Leona had always been so clean.
Catherine began to walk down the baked dirt road toward the sheriff ’s car. The coroner, Carl Perkins, fell into step beside her.
She looked at him with new eyes. Familiar people were no longer familiar. The anger and suspicion in Sheriff Galton’s face had shaken her out of taking for granted people she had known since childhood.
“Terrible thing,” Perkins muttered. He was obviously upset. His big hands were shoved into the pockets of his working khakis.
He must have been gardening when Mrs. Cory phoned him, Catherine thought dully. She watched Carl and Molly Perkins working in their yard every weekend, provided she herself had remembered to have her hedge trimmed.
“Yes,” Catherine replied belatedly.
“I’m sorry for you, that you had to find her.”
There was real regret in his voice, and Catherine warmed to him. “If I hadn’t happened to shoot cans this morning-” she began, and stopped.
Perkins wrinkled his forehead inquiringly.
His eyebrows are too sparse to count, Catherine noticed. He’s really getting old.
She spoke hastily to cover her stare. “She wouldn’t have been found for a long time, if no one had worked in those fields until-” “Until the smell was gone,” she meant to say, but couldn’t.
“You’re right,” he said. He was angry: his voice sounded hoarse and strained. “Wonder if Galton can handle this? All he’s used to are Saturday night cuttings.”
They had reached the sheriff ’s car, where Galton was directing two deputies to stay behind and continue to search.
“Now, you come over and see us,” Perkins said earnestly. “You’ve been a stranger since your folks have been gone.”
Yes, she thought.
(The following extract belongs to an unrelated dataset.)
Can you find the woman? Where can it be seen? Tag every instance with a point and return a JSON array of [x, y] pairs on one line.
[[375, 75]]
I’ve been a stranger.
“Is all your father’s business tended to?” he asked into the blank wall of her silence.
“Yes,” Catherine replied, shaking herself. She would have to say more, she realized after a second. “Jerry Selforth bought almost all Dad’s equipment. We were lucky to get another doctor in town so soon. Dr. Anderson’s so old that I know having Jerry take the practice is a relief to him.”
“It was a surprise,” said Mr. Perkins. “Not too many young men want to come to Lowfield.”
His bleak tone made Catherine raise her eyebrows. She didn’t like Jerry
Selforth much as a man, but the town had desperately needed him as a doctor. What had Jerry done to offend her neighbor?
Just then the ambulance started up, and the people by the cars had to step between them to let it edge by.
Catherine’s thoughts flew back to Leona Gaites, and she scarcely noticed Carl Perkin’s farewell nod as he went down the road to his Lincoln, in the wake of the ambulance.
The narrow dirt road became busy with flying dust and confusion as the accumulated vehicles reversed to point back to the highway. The cars formed a train like a funeral procession behind the hearse of the orange and white ambulance.
The black deputy was detailed to take Catherine’s statement.
“Then head on over to Leona Gaites’s house,” Sheriff Galton added when he was halfway out the door. “Bring the camera.”
The young black man nodded briskly and turned to Catherine, who was huddled in a corner hoping she was out of the way.
“Miss Catherine, would you come over here, please?” he said, indicating a straight-backed chair by a scarred desk.
Catherine could tell from the set of Mary Jane Cory’s back that she disapproved of this black policeman. The unnatural brightness of Mrs. Cory’s voice as she spoke to him contrasted sharply with the natural tone in which she spoke to a couple of blacks who entered the station as supplicants.
Catherine was beyond caring who took down her statement; but she was less comfortable with blacks in her own town than she was with blacks anywhere else. Upon taking up her life in Lowfield after her parents’ death, she had found sadly that the old attitudes caught at her and strangled her attempts to be easy in an uneasy situation.
The deputy’s name tag read “Eakins,” Catherine noticed for the first time. Now she could place the familiarity of the man’s face.
“Your mother is Betty, isn’t she?” Catherine asked, as he rolled typing paper into the machine.
“Yes, Ma’am,” he said reluctantly, and Catherine felt a pit-of-the-stomach dismay.
Betty Eakins had been the Lintons’ maid for years, until she had grown too old and arthritic to work any more.